7.    Kann die Bezugsberechtigung nach dem Tod noch geändert werden? 

Nach Eintritt des Versicherungsfalls kann die Bezugsberechtigung nicht mehr geändert werden. Das bedeutet aber nicht zwingend, dass die Bezugsberechtigte Person die Versicherungsleitung auch erhält. Hierzu näheres unter 10.

8.    Kann ein Betreuer die Bezugsänderung zu seinen Gunsten ändern?

Nach der Entscheidung des Bundesgerichtshofs vom 25.09.2019, AZ. IV ZR 99/18ist der Betreuer nicht berechtigt, dass Bezugsrecht zu seinen Gunsten zu ändern.

9.    Was versteht man unter dem Deckungs- bzw. dem Valutaverhältnis?

Zu unterscheiden ist zwischen dem Vertragsvertrag (Deckungsverhältnis) und der Rechtsbeziehung zwischen dem Zuwendenden (Versicherungsnehmer) und dem Zuwendungsempfänger (Bezugsberechtigte Person). Letztes ist das sog. Valutaverhältnis. Mit Eintritt des Versicherungsfalls entfällt die Widerruflichkeit des Bezugsrechts im Deckungsverhältnis. Das bedeutet, dass die Erben des Versicherungsnehmers keine Änderung der Bezugsberechtigung im Vertrag vornehmen können. Diese kann auch nicht widerrufen werden. Damit ist jedoch nicht geklärt, ob die Bezugsberechtigte Person im sog. Valutaverhältnis diese Summe auch behalten darf.

10.    Wie kann der Erbe die Auszahlung an die Bezugsberechtigte Person verhindern?

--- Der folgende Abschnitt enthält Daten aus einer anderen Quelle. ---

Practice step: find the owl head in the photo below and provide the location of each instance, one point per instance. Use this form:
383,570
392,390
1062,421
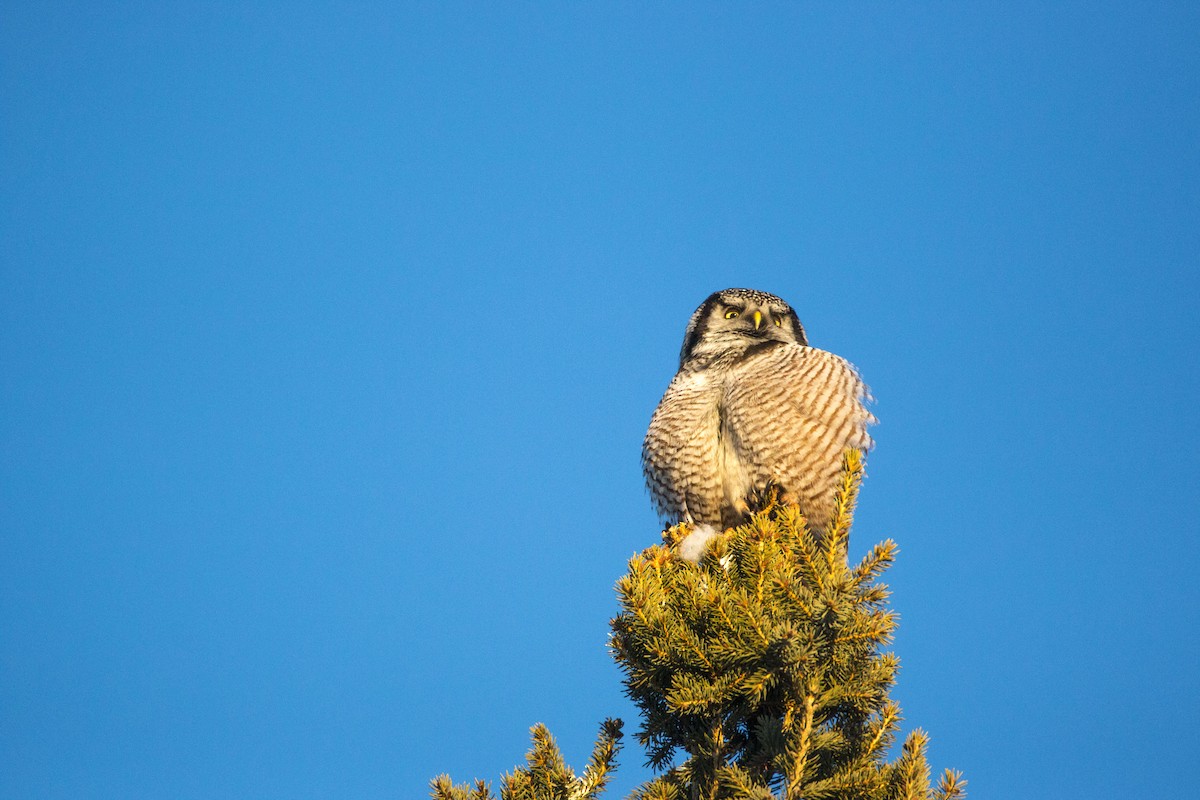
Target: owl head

Es ist denkbar, dass der Erbe bei Eintritt des Versicherungsfalls feststellt, dass der Versicherungsnehmer den Bezugsberechtigten nicht geändert hat, z.B. also ein früherer Ehegatte benannt worden ist, zu dem der Verstorbene seit Jahren keinerlei Kontakt mehr hatte. In diesem Fall ist schnelles Handelt erforderlich. Dies liegt an der Konzeption der Lebensversicherung. Rechtlich handelt es sich hierbei nämlich um ein Schenkungsangebot. Dieses wird bei Eintritt des Versicherungsfalls der Bezugsberechtigten Person dadurch erfüllt, dass der Versicherer die Versicherungssumme an die Bezugsberechtigte Person auszahlt. Erfolgt der Widerruf des Schenkungsangebotes noch vor Annahme, hat der Bezugsberechtigte den Zahlungsanspruch an den Versicherer an den Erben abzutreten. 

11.    Fällt die Versicherungsleistung in den Nachlass?

Das kommt auf die Konstellation an. Wurde kein Bezugsberechtigter benannt, fällt die Versicherungssumme in den Nachlass. Nimmt die Bezugsberechtigte Person die Schenkung auf den Todesfall an, fällt die Versicherungsleistung ebenfalls nicht in den Nachlass. Wird jedoch der Auftrag an den Versicherer, dem Bezugsberechtigten das Schenkungsangebot zu unterbreiten, wirksam widerrufen, fällt die Versicherungsleistung in den Nachlass. 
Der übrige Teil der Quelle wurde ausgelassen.